Inside one of our proprietary options trading indicators

by Patrick Martin

    Published on Jul 19, 2018 at 4:32 PM

    Buying options is a whole different ballgame compared to buying stocks, in part because of the time value component of an option's price. Whereas a vanilla stock trader simply needs to be right on the direction of the stock's price, an options buyer needs that expected stock move to play out within a fixed period of time -- and that move needs to be substantial enough to offset the negative impact of time decay on the option's value.

    Implied volatility (IV) is a key component of time value, and it reflects the market's expectations for how much volatility the stock will realize over the life span of the option. Internally, we use a metric called the Schaeffer's Volatility Scorecard (SVS) to help us identify stocks that regularly make bigger price moves than their options IV levels would suggest. 

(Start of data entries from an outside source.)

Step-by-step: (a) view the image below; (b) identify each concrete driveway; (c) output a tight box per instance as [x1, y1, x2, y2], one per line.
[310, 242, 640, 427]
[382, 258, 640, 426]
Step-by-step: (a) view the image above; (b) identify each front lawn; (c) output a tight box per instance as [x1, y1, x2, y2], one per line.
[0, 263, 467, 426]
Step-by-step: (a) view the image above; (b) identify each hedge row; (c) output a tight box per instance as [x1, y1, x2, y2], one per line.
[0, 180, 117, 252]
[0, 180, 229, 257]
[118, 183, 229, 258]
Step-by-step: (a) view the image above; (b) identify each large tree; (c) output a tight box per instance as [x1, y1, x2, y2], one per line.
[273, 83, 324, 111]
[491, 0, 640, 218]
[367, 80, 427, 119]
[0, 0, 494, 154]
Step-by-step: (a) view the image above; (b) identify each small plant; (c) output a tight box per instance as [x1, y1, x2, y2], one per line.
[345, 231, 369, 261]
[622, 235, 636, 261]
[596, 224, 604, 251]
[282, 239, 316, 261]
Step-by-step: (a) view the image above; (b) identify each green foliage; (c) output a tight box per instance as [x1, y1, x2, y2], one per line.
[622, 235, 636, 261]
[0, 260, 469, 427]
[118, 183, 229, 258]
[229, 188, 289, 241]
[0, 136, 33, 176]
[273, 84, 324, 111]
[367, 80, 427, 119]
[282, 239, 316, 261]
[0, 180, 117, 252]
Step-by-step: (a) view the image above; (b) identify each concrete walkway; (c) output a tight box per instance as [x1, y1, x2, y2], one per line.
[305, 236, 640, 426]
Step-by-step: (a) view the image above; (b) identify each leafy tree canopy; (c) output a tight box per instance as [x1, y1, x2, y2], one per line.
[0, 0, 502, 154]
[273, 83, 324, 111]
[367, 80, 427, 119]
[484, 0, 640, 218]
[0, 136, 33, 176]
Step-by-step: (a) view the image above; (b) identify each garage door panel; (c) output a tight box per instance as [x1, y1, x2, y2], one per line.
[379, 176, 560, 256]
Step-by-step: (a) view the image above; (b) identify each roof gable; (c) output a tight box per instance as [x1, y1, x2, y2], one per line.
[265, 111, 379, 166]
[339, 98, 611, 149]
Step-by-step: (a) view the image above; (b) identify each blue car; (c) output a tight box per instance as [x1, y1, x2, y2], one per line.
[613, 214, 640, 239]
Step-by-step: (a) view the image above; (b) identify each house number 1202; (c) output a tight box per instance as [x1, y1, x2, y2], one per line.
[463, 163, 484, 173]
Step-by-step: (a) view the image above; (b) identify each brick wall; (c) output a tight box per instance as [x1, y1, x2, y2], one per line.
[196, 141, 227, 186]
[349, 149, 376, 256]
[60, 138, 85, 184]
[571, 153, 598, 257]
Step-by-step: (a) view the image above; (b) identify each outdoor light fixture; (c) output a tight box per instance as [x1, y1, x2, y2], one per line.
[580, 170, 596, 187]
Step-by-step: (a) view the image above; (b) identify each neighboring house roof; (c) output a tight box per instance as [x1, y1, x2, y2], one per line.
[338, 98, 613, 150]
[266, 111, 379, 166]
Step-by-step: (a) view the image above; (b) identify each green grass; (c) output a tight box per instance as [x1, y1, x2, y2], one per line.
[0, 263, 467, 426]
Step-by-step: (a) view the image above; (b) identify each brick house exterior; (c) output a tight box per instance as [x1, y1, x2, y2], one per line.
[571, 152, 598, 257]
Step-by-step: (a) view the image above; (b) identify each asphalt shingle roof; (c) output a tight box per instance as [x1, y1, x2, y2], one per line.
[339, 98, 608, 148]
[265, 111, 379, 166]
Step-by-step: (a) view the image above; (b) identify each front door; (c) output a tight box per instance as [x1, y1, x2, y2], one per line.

    SVS works by measuring a stock's realized volatility against the volatility expectations priced into that stock's at-the-money options over the past year. As such, it helps identify which stocks historically have been the best -- and worst -- for premium buyers.

    The metric is calculated by creating a hypothetical at-the-money straddle trade with a constant 21 days until expiration each trading day of the year -- generating about 250 data points annually -- with IVs derived from actual at-the-money options. The hypothetical straddle is assumed to be held until expiration, when it's closed out for intrinsic value.

    These 250 hypothetical straddle returns per stock for each year are used to calculate the SVS value, which considers three weighted criteria: 40% is based on the average straddle return; 40% is based on the percentage of positive returns; and 20% is based on the percentage rank of the straddle IVs. These metrics are then combined into a score ranging from zero to 100. 

    High SVS readings (up to 100) indicate that a stock has consistently delivered bigger returns than its options IV levels have predicted, meaning it may be a strong candidate for premium-buying strategies going forward, as well. Low SVS readings (all the way down to zero) point to stocks that have consistently realized lower volatility than their options have priced in -- pointing to possible premium-selling candidates.

    It's important to remember, though, that the SVS is not necessarily predictive of future outcomes, given that it's a lagging indicator. Instead, we look at the SVS alongside coincident volatility indicators -- such as 30-day at-the-money IVs and the term structure as a whole -- and combine that analysis with our usual technical and sentiment-driven critiques to pinpoint the strongest possible stocks for option-buying opportunities.